Baudelaire dice: “Hay que estar ebrio siempre. Eso es todo: ésta es la única cuestión. Para no sentir el horrible peso del Tiempo que nos rompe la espalda y nos inclina hacia el polvo, hay que embriagarse sin descanso”.

Tal parece que la embriaguez es, de alguna manera, algo indispensable en nuestros días. Personalmente, pienso que es necesaria, aunque sus excesos sobrepasen esta moral que impera y desespera, aunque la lucha por su erradicación no sea más que esa ilusión hipócrita. Y no hablo de esa embriaguez demoledora, hablo de esa sensación tibia en el cerebro, la de estar consiente frente a lo que sucede, frente a lo que se espera sin esperanza alguna. Es más que evidente que el alcohol, en sus excesos, aun hoy destruye todo a su paso, y claro, todo exceso destruye.

Pero hablemos de esa embriaguez alegre, de esa sincera y amante manera de decir que estamos ebrios, de decirlo frente a la sobriedad que nos acontece, frente a este spleen de lunes a sábado, cargado de cosas, de colas, de apuros, de luchas con el despertador, de miradas agonizantes al pavimento, de ira, de tiempo, de pesado tiempo. De pronto, celebramos algo que no sabemos. De pronto, ese “¡Salud!” tan saludable (de vez en cuando) es la excusa más común y gastada para saber que no estamos solos frente al tiempo. Y que esa razón de envejecer juntos se ve reflejada en cada historia, en cada cuentito que nace de cada salida, de cada ilusión que muere con este ocaso de la luna.

El ensayista inglés Charles Lamb, en Confesiones de un borracho, dice: “Ningún poder puede obligar a un hombre a levantar un vaso contra su voluntad; esto es tan fácil como no robar o no decir mentiras”. Pensar por instantes que el alcohol es una manera de existir es el concepto más equivocado, y es evidente que el autocontrol es una solución práctica y vieja, una solución de buen resultado.

¿Podemos sentenciar que el alcohol es el único causante de la embriaguez? Creo que visto de esa manera esta sería una equivocación muy gruesa. La embriaguez es, de alguna manera, ese conjunto y mezcla continúa, ¿De qué? De la sinrazón del bebedor, del acogimiento de nuestro estado de ánimo y de las ganas de sentirse vivo en común. Esa embriaguez alegre y halagüeña es sobre la que versan estas líneas. Y está por demás decir que tal embriaguez no es solo un atributo que debe recibir el licor, sino, con más razón, el amor.

“Pero de pronto me he dado cuenta que sigue siendo lunes, como ayer. Mira el cielo, mira las begonias, también es lunes”. Es así como versa uno de los fragmentos de Cien años de soledad, cuando José Arcadio Buendía, en su espontaneidad (locuaz por instantes), se siente acongojado frente al tiempo, llorando la lejanía de lo querido.

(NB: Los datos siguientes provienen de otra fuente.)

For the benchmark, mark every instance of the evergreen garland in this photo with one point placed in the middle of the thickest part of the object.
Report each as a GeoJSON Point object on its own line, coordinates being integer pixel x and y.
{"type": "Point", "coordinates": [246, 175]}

Quizá podamos aprender del patriarca de Macondo y discernir (quizá sentir) que los días no tienen que ser los mismos, enclaustrados en una rutina lacerante; que podemos embriagarnos en algo tan distinto al alcohol y tan parecido a la alegría, tan parecido a la cercanía amistosa, a su alboroto. Los invito a embriagarse de eso que hace distinta la existencia y, claro, de tratar de evitar morir atado a un árbol de castaño.